Hugo Rifkind Hugo Rifkind

In Dostoevsky time, you worry about stuff like heavy swing doors and Britishness

Hugo Rifkind wonders why the Russians are so much more passionate about being Russian than the British are about being British

issue 03 November 2007

St Petersburg

The first two things that grab you about Russia are the women’s clothes and the health and safety laws. Or, at least, that is what grabbed me. Wander the streets of St Petersburg, and you don’t see much of either. Wander the museums, even, and you don’t see much of either, either. In the Hermitage, I saw a girl in thigh-high boots and leopard-print hotpants gazing up at a Canaletto. Had she simultaneously been frying blinis on an leaky gas stove, I think I would have taken a photograph. There. That’s it. That’s Russia.

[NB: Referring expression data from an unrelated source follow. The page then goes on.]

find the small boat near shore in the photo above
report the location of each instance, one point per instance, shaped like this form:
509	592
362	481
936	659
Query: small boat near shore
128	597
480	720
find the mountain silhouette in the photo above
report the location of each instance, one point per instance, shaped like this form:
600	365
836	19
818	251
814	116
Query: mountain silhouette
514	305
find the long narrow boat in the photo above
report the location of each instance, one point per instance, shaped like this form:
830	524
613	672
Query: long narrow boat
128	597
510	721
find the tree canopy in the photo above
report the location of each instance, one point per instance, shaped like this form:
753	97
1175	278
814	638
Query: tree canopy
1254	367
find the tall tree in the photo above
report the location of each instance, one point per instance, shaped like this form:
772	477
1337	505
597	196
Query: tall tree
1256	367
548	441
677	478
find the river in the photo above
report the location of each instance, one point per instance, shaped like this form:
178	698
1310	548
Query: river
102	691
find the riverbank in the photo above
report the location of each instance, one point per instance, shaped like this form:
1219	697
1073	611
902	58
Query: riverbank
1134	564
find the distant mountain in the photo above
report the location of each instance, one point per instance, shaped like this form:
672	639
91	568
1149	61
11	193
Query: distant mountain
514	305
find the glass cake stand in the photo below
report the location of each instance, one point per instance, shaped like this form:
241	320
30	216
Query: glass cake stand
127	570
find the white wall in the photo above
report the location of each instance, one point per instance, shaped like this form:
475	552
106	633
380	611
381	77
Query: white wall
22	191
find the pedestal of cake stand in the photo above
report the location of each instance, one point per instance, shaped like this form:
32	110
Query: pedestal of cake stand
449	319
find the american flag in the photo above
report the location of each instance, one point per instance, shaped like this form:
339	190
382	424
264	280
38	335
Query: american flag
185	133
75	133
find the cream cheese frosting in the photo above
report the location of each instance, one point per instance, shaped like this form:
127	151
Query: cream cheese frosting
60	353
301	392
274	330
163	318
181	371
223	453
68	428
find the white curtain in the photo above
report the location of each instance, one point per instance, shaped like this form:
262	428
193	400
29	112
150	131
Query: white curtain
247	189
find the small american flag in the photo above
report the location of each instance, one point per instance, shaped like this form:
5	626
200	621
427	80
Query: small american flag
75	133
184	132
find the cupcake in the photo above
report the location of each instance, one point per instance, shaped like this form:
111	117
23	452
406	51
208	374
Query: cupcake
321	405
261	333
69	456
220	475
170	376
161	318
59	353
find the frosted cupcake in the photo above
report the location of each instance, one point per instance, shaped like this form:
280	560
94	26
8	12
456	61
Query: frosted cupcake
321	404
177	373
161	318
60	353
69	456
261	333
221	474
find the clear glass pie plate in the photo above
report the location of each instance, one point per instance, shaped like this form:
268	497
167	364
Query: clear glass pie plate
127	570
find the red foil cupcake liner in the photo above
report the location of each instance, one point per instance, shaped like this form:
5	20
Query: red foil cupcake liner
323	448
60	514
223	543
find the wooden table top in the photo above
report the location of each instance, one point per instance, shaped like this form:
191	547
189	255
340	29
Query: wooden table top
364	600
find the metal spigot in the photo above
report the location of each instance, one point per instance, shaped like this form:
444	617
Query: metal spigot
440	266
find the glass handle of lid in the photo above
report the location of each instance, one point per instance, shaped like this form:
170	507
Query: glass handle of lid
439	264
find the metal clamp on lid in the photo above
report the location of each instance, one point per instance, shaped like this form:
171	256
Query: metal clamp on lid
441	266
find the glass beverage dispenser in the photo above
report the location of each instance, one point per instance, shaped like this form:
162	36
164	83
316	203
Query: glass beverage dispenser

I am here as part of the Liberatum Jewel of Russia Festival, one of a delegation shipped out for a few days by the organiser, the endearingly bonkers Pablo Ganguli. Stephen Frears, Hanif Kureishi, Jon Snow, Alex James (of this parish) and ten or 15 others. For the last few days we have all followed each other around, wide-eyed. It is not yet too cold in St Petersburg, but you can tell how much snow is on the way by the drainpipes, each the size of a builder’s rubbish shoot. The air is already thick, grey and bleached, not just on the skyline around the golden domes, but right up close, between hand and eye.

My fellow travellers, I sense, were not thrilled to find a gossip columnist in their midst. There must be a technique to declaring your profession in situations like these. I could have done it that first civil morning, when we visited the last home of Dostoevsky, and saw the room in which he smoked himself sick, and haemorrhaged to death from the throat. But no, not me. I had to do it just afterwards, as part of a small giggling group that went across the road into a sex shop.